Сперва Барбара не приветствовала беременности, так как слишком уж наслаждалась текущим моментом; но в конце концов беременность обернулась для нее своего рода победой. Говард сочувственно напрягался на полу клиники, но к концу ничего не вынапрягнул; Барбара же выдала наивысшее утверждение, опубликованное наивысшим способом. После этого Говарду пришлось много заниматься ухо-Дом за ребенком, и днем он часто спал в своем кресле в своем кабинете в университете, чтобы проснуться и быть наготове для кормления в два часа ночи. Он выполнял свою Долю обязанностей, но тем не менее Барбара утверждала, что придавлена ярмом материнства, которое не только удовлетворяет, но и лишает, а потому она заставила его выплачивать ей экономическую заработную плату за ее полезную социальную роль жены и матери в доказательство ее невтороразрядности. Однако после двух месяцев, полностью проведенных в обществе младенца, у нее возникло чувство, что настало время реализовать себя как полноценную экономическую единицу. Ведь почему-то только когда достижение проходит проверку на открытом конкурентном рынке, оно оказывается подлинным достижением, полноценным способом существования, экзистенциалистским актом; для этих проблем она начала заимствовать лексику Говарда.

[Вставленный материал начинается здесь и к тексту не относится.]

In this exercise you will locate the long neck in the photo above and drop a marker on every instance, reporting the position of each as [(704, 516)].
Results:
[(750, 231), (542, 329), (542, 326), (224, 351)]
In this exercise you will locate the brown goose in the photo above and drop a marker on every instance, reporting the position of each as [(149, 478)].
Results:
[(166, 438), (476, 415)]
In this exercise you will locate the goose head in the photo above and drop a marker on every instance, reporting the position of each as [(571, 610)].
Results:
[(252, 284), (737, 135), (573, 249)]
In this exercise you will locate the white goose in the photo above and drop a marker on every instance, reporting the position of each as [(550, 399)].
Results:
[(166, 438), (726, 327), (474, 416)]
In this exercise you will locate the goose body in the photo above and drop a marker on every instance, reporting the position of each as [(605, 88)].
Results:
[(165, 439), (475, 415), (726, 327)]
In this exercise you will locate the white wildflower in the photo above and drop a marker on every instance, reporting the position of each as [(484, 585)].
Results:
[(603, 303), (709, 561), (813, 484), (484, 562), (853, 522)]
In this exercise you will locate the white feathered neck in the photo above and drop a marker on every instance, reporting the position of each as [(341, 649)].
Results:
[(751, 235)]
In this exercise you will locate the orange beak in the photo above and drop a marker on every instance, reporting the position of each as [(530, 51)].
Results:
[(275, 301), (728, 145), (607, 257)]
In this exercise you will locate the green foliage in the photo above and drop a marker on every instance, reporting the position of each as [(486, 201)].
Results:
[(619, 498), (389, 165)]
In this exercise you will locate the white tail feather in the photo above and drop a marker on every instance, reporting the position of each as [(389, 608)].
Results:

То есть Кэрки тогда, собственно, не были Кэрками; они были очень замкнутыми людьми почти без друзей, наивными и молчаливыми друг с другом. Они не обсуждали никаких проблем – главным образом потому, что не относили себя к людям, имеющим проблемы; проблемы были уделом менее зрелых людей. Большую часть своего времени Барбара одиноко проводила в квартире; наводила порядок и убиралась сверх всякой меры и немножко читала без всякой системы. Их сексуальные отношения, казалось, связывали их в оптимальнейшей интимности, объясняли, почему они состоят в браке друг с другом, доказывали необходимость того, что называют браком; на самом же деле отношения эти, как они начали думать позднее, были жалкими, безынициативными – номинальное наслаждение, избавление от эрекции, осложненное их общим страхом, как бы Барбара не забеременела, поскольку во избежание зачатия они пользовались только изделиями фирмы «Дьюрекс», которые Говард робко приобретал в местной аптеке; впрочем, было и кое-что еще: раздражение, которое они вызывали друг у друга, но в котором ни он, ни она себе не признавались и о котором никогда вслух не говорили. «Мы тогда, – объяснял Говард впоследствии, когда они увидели себя, по выражению Говарда «правильно», когда эта фаза завершилась и они начали обсуждать все подобное между собой и со своими друзьями и все более ширящимся кругом знакомых, – захлопывали друг друга в капкан фиксированных личностных ролей. Мы не могли допустить личных исканий, личного развития. Это означало бы катастрофу. Мы не могли дать ход ни единой из новых возможностей, верно, детка? Вот так люди и убивают друг друга в замедленном темпе. Мы не были взрослыми». Взрослое бытие наступило много позднее; исходное положение тянулось три года, пока Говард кропотливо и исчерпывающе работал над всеми мелочами своей диссертации, а Барбара смотрела на себя в зеркала малогабаритных квартирок. Но затем они нашли себя на середине третьего десятка своей жизни, когда диссертация была завершена, а грант исчерпался и возникла необходимость подумать о следующем ходе. И примерно тогда же с ними кое-что произошло.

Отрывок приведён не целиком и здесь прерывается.